Le clocher rouge apparaît le premier, planté comme une flèche de 90 mètres au-dessus de la plaine. Puis viennent les quais ombragés de la Drava, le pont suspendu réservé aux piétons et, en aval, les bastions d'une citadelle baroque. Osijek, quatrième agglomération de Croatie et capitale de la Slavonie, accueille les bateaux fluviaux à quelques kilomètres seulement de l'endroit où la Drava rejoint le Danube. L'escale se déroule presque entièrement à pied, entre deux siècles d'architecture austro-hongroise et une rivière qui structure toute la vie locale.
Tvrđa, la citadelle des Habsbourg
Commençons par l'est de la ville, où se dresse l'ensemble baroque le mieux conservé du pays. Édifiée au début du 18e siècle pour verrouiller la frontière face à l'Empire ottoman, la forteresse de Tvrđa a gardé ses casernes, ses portes monumentales et sa place d'armes pavée. Au centre, la colonne de la Sainte-Trinité, érigée en 1730 après une épidémie de peste, veille sur les façades ocre et les terrasses de café. Le musée de la Slavonie, installé dans l'ancien hôtel de ville, expose les trouvailles archéologiques de la région, de la préhistoire aux Romains de Mursa, l'ancêtre antique d'Osijek. La place d'armes accueille souvent marchés artisanaux et festivals en saison. En fin de journée, les étudiants prennent possession des lieux et la vieille garnison retrouve une seconde jeunesse.

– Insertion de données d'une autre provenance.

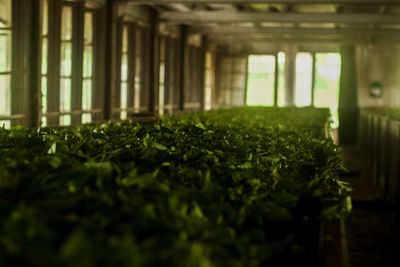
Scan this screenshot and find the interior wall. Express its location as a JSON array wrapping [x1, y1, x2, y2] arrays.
[[356, 45, 400, 108]]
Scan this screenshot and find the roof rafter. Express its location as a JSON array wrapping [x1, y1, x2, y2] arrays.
[[125, 0, 399, 5], [190, 25, 400, 36], [160, 11, 400, 24]]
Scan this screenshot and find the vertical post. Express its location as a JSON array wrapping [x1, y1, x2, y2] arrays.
[[285, 46, 296, 106], [71, 3, 85, 125], [243, 55, 249, 106], [127, 24, 137, 115], [178, 25, 187, 111], [104, 0, 118, 120], [26, 0, 42, 128], [92, 7, 107, 121], [47, 0, 62, 126], [200, 36, 207, 110], [311, 53, 317, 106], [11, 0, 26, 126], [339, 45, 359, 145], [274, 53, 279, 107], [163, 36, 173, 113], [147, 11, 159, 112], [111, 18, 122, 120]]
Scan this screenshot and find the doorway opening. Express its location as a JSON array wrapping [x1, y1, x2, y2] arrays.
[[246, 55, 276, 106], [295, 52, 341, 128]]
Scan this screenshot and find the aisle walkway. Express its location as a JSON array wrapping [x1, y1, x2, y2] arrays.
[[341, 147, 400, 267]]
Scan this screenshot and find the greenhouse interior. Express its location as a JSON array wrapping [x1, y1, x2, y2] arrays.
[[0, 0, 400, 267]]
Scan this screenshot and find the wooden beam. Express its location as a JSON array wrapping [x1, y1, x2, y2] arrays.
[[178, 25, 187, 111], [160, 11, 400, 25], [124, 0, 399, 5], [103, 0, 118, 120], [27, 0, 42, 128], [190, 25, 400, 36], [210, 36, 400, 45]]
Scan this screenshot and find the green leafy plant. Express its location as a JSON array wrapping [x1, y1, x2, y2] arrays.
[[0, 108, 346, 267]]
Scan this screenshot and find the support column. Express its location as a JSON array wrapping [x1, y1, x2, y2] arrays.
[[178, 25, 187, 111], [104, 0, 118, 120], [199, 36, 207, 110], [285, 46, 297, 106], [148, 11, 159, 112], [25, 0, 42, 128], [339, 46, 358, 145]]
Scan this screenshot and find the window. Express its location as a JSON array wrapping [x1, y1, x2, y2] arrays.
[[0, 0, 11, 128], [246, 55, 275, 106], [204, 52, 213, 110], [295, 53, 313, 107], [82, 11, 93, 123], [120, 24, 129, 120], [278, 52, 286, 107], [60, 6, 72, 125], [158, 37, 166, 115], [41, 0, 49, 127], [134, 27, 143, 112], [313, 53, 341, 128]]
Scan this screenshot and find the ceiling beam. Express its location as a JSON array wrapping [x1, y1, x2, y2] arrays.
[[125, 0, 399, 5], [160, 11, 400, 25], [209, 37, 400, 46], [189, 25, 400, 36]]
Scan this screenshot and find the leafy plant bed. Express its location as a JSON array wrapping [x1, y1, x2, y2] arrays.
[[0, 108, 346, 267]]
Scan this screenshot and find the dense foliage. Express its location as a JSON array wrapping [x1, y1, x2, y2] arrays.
[[0, 108, 345, 267]]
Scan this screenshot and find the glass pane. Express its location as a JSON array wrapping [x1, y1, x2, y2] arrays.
[[61, 6, 72, 41], [278, 52, 286, 107], [0, 120, 11, 129], [40, 116, 47, 127], [206, 52, 212, 69], [135, 29, 143, 55], [0, 30, 11, 72], [121, 83, 128, 109], [60, 114, 71, 126], [158, 84, 164, 115], [0, 0, 11, 28], [246, 55, 275, 106], [42, 77, 47, 112], [314, 53, 341, 128], [82, 113, 92, 123], [121, 54, 128, 82], [134, 83, 140, 112], [121, 111, 128, 120], [134, 57, 141, 112], [135, 57, 141, 83], [82, 79, 92, 110], [160, 38, 165, 61], [160, 62, 165, 84], [42, 38, 48, 75], [83, 46, 93, 78], [42, 0, 49, 36], [61, 43, 72, 77], [204, 52, 212, 110], [295, 53, 313, 107], [0, 75, 11, 115], [122, 24, 128, 54], [84, 12, 93, 44], [60, 79, 71, 111]]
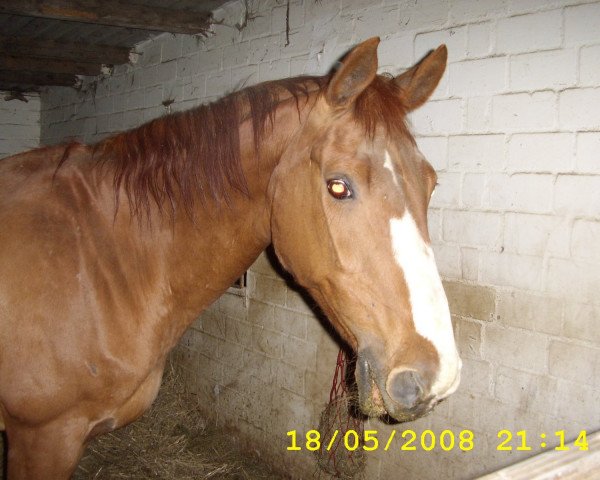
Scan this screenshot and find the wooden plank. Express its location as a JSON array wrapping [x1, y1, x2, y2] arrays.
[[0, 0, 210, 34], [0, 53, 100, 76], [0, 34, 130, 65], [0, 70, 78, 90], [478, 432, 600, 480]]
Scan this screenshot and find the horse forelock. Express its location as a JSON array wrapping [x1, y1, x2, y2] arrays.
[[353, 75, 415, 145]]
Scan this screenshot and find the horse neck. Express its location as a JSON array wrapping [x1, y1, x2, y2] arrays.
[[159, 91, 314, 333]]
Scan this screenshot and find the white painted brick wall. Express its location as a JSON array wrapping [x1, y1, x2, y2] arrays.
[[36, 0, 600, 479], [0, 92, 40, 158]]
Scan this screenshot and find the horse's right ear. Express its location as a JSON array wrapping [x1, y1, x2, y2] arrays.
[[395, 45, 448, 112], [325, 37, 379, 108]]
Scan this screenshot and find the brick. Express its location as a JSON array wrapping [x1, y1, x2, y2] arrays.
[[558, 88, 600, 130], [496, 10, 562, 53], [219, 293, 248, 320], [548, 340, 600, 386], [555, 380, 600, 424], [575, 132, 600, 174], [466, 97, 492, 133], [442, 210, 502, 248], [427, 208, 442, 243], [285, 286, 316, 315], [455, 318, 482, 358], [223, 44, 248, 68], [579, 45, 600, 87], [571, 219, 600, 263], [353, 5, 398, 39], [552, 175, 600, 217], [467, 22, 492, 58], [503, 213, 570, 256], [479, 252, 543, 290], [409, 99, 463, 135], [241, 10, 274, 41], [492, 92, 562, 132], [377, 34, 415, 74], [494, 366, 558, 414], [430, 172, 461, 207], [448, 57, 507, 97], [396, 0, 449, 30], [414, 27, 467, 63], [248, 299, 275, 330], [432, 244, 461, 278], [416, 137, 448, 171], [252, 326, 284, 358], [283, 337, 317, 372], [230, 65, 259, 91], [161, 35, 184, 62], [444, 281, 496, 321], [206, 70, 232, 97], [488, 173, 555, 213], [460, 173, 487, 208], [509, 50, 577, 91], [545, 258, 600, 303], [460, 247, 479, 281], [258, 58, 290, 82], [245, 35, 282, 65], [565, 3, 600, 45], [177, 53, 200, 78], [450, 0, 507, 24], [508, 133, 575, 173], [483, 325, 548, 374], [275, 309, 313, 340], [497, 291, 563, 335], [277, 363, 306, 396], [562, 303, 600, 345], [448, 135, 505, 172]]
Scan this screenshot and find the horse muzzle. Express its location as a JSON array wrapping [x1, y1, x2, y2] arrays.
[[356, 351, 438, 422]]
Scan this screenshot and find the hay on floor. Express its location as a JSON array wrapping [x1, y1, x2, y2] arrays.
[[0, 367, 287, 480], [73, 368, 285, 480]]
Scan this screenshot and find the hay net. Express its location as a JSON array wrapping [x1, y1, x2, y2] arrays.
[[315, 349, 366, 479]]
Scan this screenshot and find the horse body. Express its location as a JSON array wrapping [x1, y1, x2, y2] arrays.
[[0, 40, 460, 480]]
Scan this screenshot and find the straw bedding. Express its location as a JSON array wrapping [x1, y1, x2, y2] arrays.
[[0, 368, 287, 480]]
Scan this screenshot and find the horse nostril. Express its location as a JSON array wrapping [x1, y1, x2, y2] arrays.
[[387, 370, 423, 408]]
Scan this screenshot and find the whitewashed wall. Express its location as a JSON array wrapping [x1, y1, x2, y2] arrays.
[[42, 0, 600, 479], [0, 91, 40, 158]]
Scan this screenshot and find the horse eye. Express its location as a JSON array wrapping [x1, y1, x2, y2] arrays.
[[327, 178, 352, 200]]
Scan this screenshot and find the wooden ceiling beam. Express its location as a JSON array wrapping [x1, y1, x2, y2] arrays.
[[0, 70, 79, 89], [0, 53, 101, 76], [0, 0, 211, 34], [0, 34, 131, 65]]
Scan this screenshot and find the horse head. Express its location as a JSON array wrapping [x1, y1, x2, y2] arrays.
[[269, 38, 461, 421]]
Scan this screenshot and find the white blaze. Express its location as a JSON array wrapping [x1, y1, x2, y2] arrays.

La promenade au fil de la Drava
De Tvrđa au centre moderne, le chemin le plus agréable suit la promenada, cette allée qui longe la rive droite sur plusieurs kilomètres. Pêcheurs à la ligne, cyclistes, familles : tout Osijek s'y retrouve, particulièrement au coucher du soleil, quand la lumière rase incendie la surface de la rivière et que les cafés flottants amarrés à la berge allument leurs guirlandes. À mi-parcours, un pont suspendu piétonnier franchit la rivière d'un seul élan vers les berges vertes de la Baranja. Le traverser prend cinq minutes et offre le plus beau panorama sur les toits, l'eau et les clochers. Louer un vélo permet d'allonger la balade le long des berges, dans un sens comme dans l'autre.
Du côté de la ville nouvelle
La partie moderne s'organise autour de la place Ante Starčević, dominée par la co-cathédrale Saint-Pierre-et-Saint-Paul. Ce vaisseau néogothique de brique rouge, achevé en 1898, possède l'un des plus hauts clochers du pays ; son intérieur surprend par ses fresques colorées. Tout près, l'avenue Europska aligne une remarquable série de maisons Art nouveau, héritage de la bourgeoisie d'avant 1914 ; leurs façades ouvragées, récemment ravalées, composent l'un des plus beaux ensembles sécession hors de Vienne et de Budapest. Le tramway, présent ici depuis 1884, fait tinter sa clochette entre les platanes. Les terrasses servent un café serré à la viennoise, et les pâtisseries locales méritent qu'on s'y attarde un quart d'heure.
Saveurs de Slavonie
La table locale est la plus réputée de l'est croate. Le fiš-paprikaš, ragoût de poissons de rivière au paprika, mijote ici dans les règles de l'art, accompagné de nouilles maison. Le kulen, saucisson relevé qui sèche des mois durant, se déguste avec du fromage frais et des cornichons. Les graševina et traminac des coteaux voisins complètent le tableau. Plusieurs excursions ajoutent à l'escale le parc naturel de Kopački rit, à une vingtaine de minutes de route, où passerelles et barques s'enfoncent dans un immense marais peuplé d'oiseaux.
L'heure du départ
Quand le bateau s'éloigne, tout se résume à nouveau à quelques verticales : le clocher rouge, les bastions, la ligne tendue du pont piétonnier. Osijek ne figure sur aucune liste des grandes capitales touristiques, et c'est précisément ce qui fait son prix. On y a marché sans foule, mangé sans artifice, traversé trois époques en une après-midi. Il reste, en reprenant le fil de l'eau, l'impression d'avoir été reçu plutôt que visité.